All’inizio degli anni trenta, la Spagna era una delle regioni più arretrate d’Europa.
La principale risorsa della nazione era ancora l’agricoltura: pertanto, la maggior parte degli abitanti viveva coltivando piccoli appezzamenti, oppure come semplici braccianti nelle grandi tenute degli agrari.
La durissima vita dei salariati agricoli dell’Andalusia (il sud del paese) è stata descritta nel modo seguente dallo storico spagnolo (ma anche testimone diretto) Gerald Brenan: «Nel 1930, i braccianti guadagnavano in images, per quattro o cinque mesi all’anno, da 3 a 3,50 pesetas per una giornata lavorativa di otto ore. Vivevano in uno stato di fame cronica e i casi di morte per denutrizione, la cui percentuale è assai elevata in quasi tutta la penisola, erano particolarmente frequenti in Andalusia… Quando il padrone provvedeva al cibo, i salari superavano raramente la cifra di 1,5 pesetas per dodici ore di lavoro. Le condizioni degli alloggi [dei braccianti] non erano meno disastrose: la maggior parte delle famiglie possedeva come unica stoviglia una marmitta e prendeva i pasti, come gli animali, sul nudo pavimento. Condizioni di vita e salari siffatti possono sembrare incredibili ai nostri giorni. Certamente sono unici in Europa».
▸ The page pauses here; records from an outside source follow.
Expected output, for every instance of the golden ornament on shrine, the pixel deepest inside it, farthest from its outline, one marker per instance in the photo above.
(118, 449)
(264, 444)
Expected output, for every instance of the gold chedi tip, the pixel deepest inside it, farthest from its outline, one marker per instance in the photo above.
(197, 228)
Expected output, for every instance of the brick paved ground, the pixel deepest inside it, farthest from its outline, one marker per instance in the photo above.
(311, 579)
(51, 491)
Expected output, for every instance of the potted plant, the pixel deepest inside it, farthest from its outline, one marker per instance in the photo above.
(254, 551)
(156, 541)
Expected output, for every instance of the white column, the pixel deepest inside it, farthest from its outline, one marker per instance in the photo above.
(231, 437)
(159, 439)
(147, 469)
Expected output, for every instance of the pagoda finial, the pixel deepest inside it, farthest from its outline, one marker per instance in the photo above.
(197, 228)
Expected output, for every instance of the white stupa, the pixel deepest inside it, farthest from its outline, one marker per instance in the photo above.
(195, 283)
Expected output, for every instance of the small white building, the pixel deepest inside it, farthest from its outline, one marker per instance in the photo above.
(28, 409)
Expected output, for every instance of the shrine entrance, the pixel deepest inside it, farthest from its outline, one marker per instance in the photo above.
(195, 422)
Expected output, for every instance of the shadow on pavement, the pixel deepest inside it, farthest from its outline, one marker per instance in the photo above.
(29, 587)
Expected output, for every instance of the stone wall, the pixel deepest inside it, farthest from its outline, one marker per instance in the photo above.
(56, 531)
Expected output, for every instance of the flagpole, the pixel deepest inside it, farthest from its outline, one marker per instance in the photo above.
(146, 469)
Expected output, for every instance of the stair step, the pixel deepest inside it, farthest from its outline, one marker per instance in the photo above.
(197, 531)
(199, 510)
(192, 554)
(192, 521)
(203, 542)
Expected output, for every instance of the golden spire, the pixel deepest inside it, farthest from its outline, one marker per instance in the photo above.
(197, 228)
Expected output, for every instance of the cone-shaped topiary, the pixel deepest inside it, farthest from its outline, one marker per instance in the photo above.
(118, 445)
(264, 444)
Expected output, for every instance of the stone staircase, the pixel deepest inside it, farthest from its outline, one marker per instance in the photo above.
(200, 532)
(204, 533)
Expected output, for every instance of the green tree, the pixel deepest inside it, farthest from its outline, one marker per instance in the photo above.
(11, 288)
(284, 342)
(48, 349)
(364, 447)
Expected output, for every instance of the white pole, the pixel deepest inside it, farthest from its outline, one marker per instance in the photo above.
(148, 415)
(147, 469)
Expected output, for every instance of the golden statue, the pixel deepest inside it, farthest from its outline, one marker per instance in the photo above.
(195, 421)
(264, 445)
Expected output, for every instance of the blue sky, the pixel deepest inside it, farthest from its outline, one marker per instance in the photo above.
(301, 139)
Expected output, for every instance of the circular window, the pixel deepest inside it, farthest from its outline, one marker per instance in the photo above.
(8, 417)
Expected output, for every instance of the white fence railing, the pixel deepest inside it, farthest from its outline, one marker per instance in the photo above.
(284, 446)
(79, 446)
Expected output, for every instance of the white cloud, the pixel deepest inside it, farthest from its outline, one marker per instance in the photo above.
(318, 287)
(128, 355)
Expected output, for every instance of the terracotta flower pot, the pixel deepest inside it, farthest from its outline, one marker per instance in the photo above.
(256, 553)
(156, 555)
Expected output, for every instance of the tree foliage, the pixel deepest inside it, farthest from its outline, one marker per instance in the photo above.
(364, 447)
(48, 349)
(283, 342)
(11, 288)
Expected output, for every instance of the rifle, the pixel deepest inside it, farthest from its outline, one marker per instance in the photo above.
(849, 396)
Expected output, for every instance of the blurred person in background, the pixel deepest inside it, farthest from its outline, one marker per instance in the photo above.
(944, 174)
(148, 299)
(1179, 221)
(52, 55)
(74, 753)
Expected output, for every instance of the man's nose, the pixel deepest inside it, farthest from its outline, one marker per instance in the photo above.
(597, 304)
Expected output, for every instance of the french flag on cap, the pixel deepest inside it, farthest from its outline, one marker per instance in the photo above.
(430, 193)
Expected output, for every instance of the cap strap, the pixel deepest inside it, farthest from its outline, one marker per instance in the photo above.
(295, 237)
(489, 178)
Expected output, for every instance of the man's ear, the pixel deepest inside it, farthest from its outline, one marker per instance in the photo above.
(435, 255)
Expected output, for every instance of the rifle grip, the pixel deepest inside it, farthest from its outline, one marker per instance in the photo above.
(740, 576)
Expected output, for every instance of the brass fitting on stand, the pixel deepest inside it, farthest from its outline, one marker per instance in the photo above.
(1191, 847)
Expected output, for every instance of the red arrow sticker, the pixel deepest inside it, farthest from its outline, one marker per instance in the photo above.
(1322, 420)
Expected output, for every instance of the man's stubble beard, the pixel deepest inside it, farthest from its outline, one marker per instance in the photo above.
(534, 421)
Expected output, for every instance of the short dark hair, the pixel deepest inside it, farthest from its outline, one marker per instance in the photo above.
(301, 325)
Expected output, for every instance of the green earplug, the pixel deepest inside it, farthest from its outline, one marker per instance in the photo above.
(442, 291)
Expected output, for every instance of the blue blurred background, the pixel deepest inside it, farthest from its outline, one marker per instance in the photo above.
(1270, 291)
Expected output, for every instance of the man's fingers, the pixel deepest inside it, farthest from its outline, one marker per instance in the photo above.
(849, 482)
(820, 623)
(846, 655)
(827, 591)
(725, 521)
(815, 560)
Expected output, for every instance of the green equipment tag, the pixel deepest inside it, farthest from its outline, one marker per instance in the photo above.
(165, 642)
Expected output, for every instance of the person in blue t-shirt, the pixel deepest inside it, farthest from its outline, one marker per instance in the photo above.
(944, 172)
Salvador Dalí, Costruzione molle con fagioli bolliti – Premonizione della Guerra civile, 1936. Olio su tela. Philadelphia, Museum of Art.
Le uniche zone industrializzate erano il Paese Basco (Euskadi), nel nord, e la Catalogna (la regione di Barcellona). Divenuta sede di importanti acciaierie e cantieri navali, Bilbao, capoluogo dei Baschi, aveva visto aumentare di cinque volte la propria popolazione negli ultimi trenta anni, mentre la regione delle Asturie aveva numerosi giacimenti di carbone e quindi concentrava un elevatissimo numero di minatori, costretti a lavorare in condizioni disumane. Paese Basco e Catalogna erano accomunati anche dal fatto che entrambe le regioni avevano un fortissimo senso della propria diversità e peculiarità, rispetto alla Castiglia (la regione di Madrid), e quindi premevano da tempo sul governo centrale per ottenere ampia autonomia amministrativa. Sotto il profilo politico, invece, Bilbao e Barcellona non potevano essere più diverse, visto che la prima era fortemente cattolica, mentre la seconda era una vera roccaforte anarchica (e socialista).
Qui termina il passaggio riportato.